Flexible working is on the rise in the UK, and there are people looking for more flexible approaches to renting office space. Co-working and hotdesking are two options in demand, but what do these options mean and how do they work?
What is co-working?
Co-working is where you – as a business – share a building, facilities, and access with a number of other businesses, as opposed to renting an office unit separately, where you’re responsible for your own bills, rates, and repairs. The advantages are clear – you hire a working environment with non of the additional extra costs that usually come with setting up a business workplace, and non of the stress of building maintenance. You are also within the same building as a number of other businesses with the opportunity to network and collaborate.
Within this, the term ‘co-working’ covers a multitude of scenarios. In some instances, it can mean just having your own allocated desk, cubicle, or booth in a large room of professionals – your own dedicated space to work. This is a situation that is more ideal for freelancers or businesses of one. Small and medium-sized businesses often want their own contained space, but still want to take advantage of the co-working approach.
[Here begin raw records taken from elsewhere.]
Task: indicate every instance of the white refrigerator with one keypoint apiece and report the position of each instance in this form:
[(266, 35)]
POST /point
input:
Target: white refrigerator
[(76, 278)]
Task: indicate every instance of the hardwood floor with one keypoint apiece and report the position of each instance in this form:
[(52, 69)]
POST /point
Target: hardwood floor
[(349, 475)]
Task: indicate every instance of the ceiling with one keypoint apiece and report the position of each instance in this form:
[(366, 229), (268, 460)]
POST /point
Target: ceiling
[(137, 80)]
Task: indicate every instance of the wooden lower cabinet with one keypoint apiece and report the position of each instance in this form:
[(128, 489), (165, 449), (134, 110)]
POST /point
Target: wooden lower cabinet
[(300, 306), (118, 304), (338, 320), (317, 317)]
This is when SMEs can hire serviced office spaces, where they get their own room with a shared space but sharing facilities such as parking, access, and sometimes toilets, meeting rooms, and kitchen facilities.
What is hotdesking?
Hotdesking is a lot less self-contained and a lot more open. It is much more suited to those freelancing and not needing an office all of the time. Freelancers that work from home often appreciate a hotdesking approach as it gets them out of the house a couple of times a week, but for a business looking for a regular base, it’s not necessarily an ideal option.
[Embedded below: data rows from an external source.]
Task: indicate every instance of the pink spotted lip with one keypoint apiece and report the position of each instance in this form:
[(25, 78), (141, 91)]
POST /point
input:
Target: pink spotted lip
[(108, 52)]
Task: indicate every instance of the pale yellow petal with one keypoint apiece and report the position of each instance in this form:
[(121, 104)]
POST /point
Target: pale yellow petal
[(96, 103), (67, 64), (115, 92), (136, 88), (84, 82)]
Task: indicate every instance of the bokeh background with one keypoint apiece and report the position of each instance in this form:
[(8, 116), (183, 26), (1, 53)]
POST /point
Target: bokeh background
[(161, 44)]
The advantages of co-working or hotdesking
Both options are great in terms of flexibility and have no added costs to worry about. They are often better value because there are none of the sneaky costs such as utilities, business rates, repairs, and parking.
You can get flexible and/or rolling contracts, and you can build a real sense of community with other businesses. There are often shared facilities onsite including meeting rooms, which means you can temporarily use features instead of having dead space the rest of the time.